One site we used to have on Gatsby I rewrote with Next is our hackathons.hackclub.com site. In the Gatsby days, the Gatsby configuration file made a download of JSON from a server, put it in the filesystem, then used a JSON filesystem plugin to read that into Gatsby’s GraphQL. The homepage then queried the GraphQL & rendered the components. In that config file, we also queried the years the events were in, looped through them, then rendered a year page template for each, & that page then queried all the hackathons filtering by the year provided by the template rendering. When data changed on our API, we used a background job to re-deploy the site on Netlify, so it took a few minutes to go live.

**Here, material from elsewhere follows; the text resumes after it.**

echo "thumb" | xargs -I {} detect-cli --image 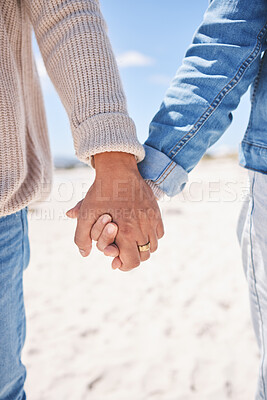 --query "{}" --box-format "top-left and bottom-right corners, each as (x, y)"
(66, 200), (83, 218)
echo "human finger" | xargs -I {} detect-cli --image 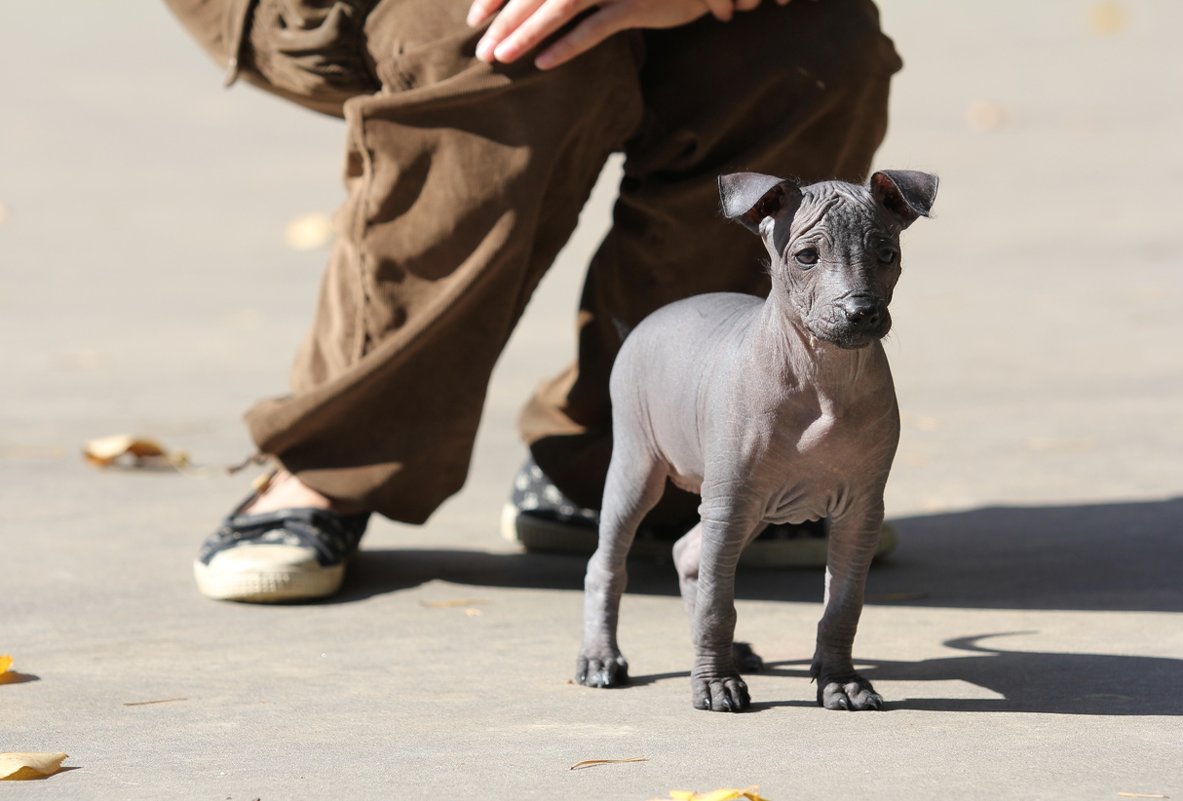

After rewriting that site with Next (which took me about an hour, with design, for the MVP), the system is so much simpler: I made a collection of functions using fetch to download hackathons from Airtable (using airbridge). The homepage uses getStaticProps revalildating every few seconds, so there’s a JS array available as a prop to render components from. The year pages, which require no outside configuration, use getStaticPaths to render for each year, fetch the same hackathons & filter them in one line of code in getStaticProps, & update themselves on-the-fly. This is a fraction of the complexity, while also having near-instant updates & still having a static site with client-side functionality. Since those functions were ready, I made an API in like 20 minutes two months ago for the site, so anyone can use our data. I wrote about the general idea of this implementation in a proposal to do this for all Hack Club projects last winter.

If plugins/data sources make your architecture way easier, go for it. But beyond that, I find everything about Next.js vastly preferable, & they’re iterating way faster.